Technical Skills

  • ML/DL | CNN, RNN, LSTM, Transformer, Seq2Seq, Self-Supervised Pre-Training, Multitask Learning, Domain Adaptation, GBDT, SVM, Ensemble Methods.
  • DL for NLP | Language Modeling, Embedding, Text Classification, Question Answering, Sequence Labeling, Dialogue Systems.
  • DL for Multimodality | Visual-Language Pre-Training, Document Understanding, Screen Understanding, Vision Transformer, Visual Question Answering.
  • Optimization | Linear/Nonlinear/Dynamic Programming, Convex Optimization.
  • Signals & Systems | LTI Signal Processing, Linear/Nonlinear Dynamical Systems, Digital Signal Processing, Image Processing.
  • Others | Information Retrieval, Image Processing, Signal Processing, Numerical Linear Algebra, Numerical Analysis, Parallel and Distributed Computing.

Software Skills

  • Programming Languages | Python, C++, C#, Java, JavaScript, Matlab, SQL
  • DL | PyTorch, TensorFlow, JAX, Pax, Hugging Face.
  • ML | scikit-learn, xgboost, NumPy, SciPy.
  • NLP | Stanford CoreNLP, SpaCy, NLTK, genism, Solr/Lucene
  • CV | OpenCV, Pillow
  • Big Data | Hadoop, Beam, MapReduce, Hive, Presto, etc.
  • Parallel Computing | OpenMP, MPI.
  • Web Frameworks | Django, Flask, Angular.
  • Numerical Computation | Eigen, BLAS, LAPACK.
  • Virtualization and Deployment | Docker, RHEL, Ubuntu, AWS, Azure, Google Cloud.

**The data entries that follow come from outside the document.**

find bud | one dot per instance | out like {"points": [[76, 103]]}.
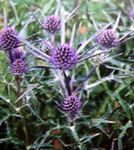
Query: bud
{"points": [[8, 39], [63, 57], [52, 24], [107, 38]]}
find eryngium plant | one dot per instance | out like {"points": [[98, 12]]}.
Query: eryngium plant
{"points": [[71, 97]]}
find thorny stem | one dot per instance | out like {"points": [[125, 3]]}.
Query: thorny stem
{"points": [[24, 127], [67, 83], [75, 136], [86, 78]]}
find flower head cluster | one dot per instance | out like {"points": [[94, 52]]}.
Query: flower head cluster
{"points": [[17, 63], [100, 57], [63, 57], [8, 38], [71, 105], [107, 38], [52, 24]]}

ScreenQA: Question-Answer Pairs Over Mobile App Screenshots

We present a new task and dataset, ScreenQA, for screen content understanding via question answering. The existing screen datasets are focused either on structure and component-level understanding, or on a much higher-level composite task such as navigation and task completion. We attempt to bridge the gap between these two by annotating 80,000+ question-answer pairs over the RICO dataset in hope to benchmark the screen reading comprehension capacity.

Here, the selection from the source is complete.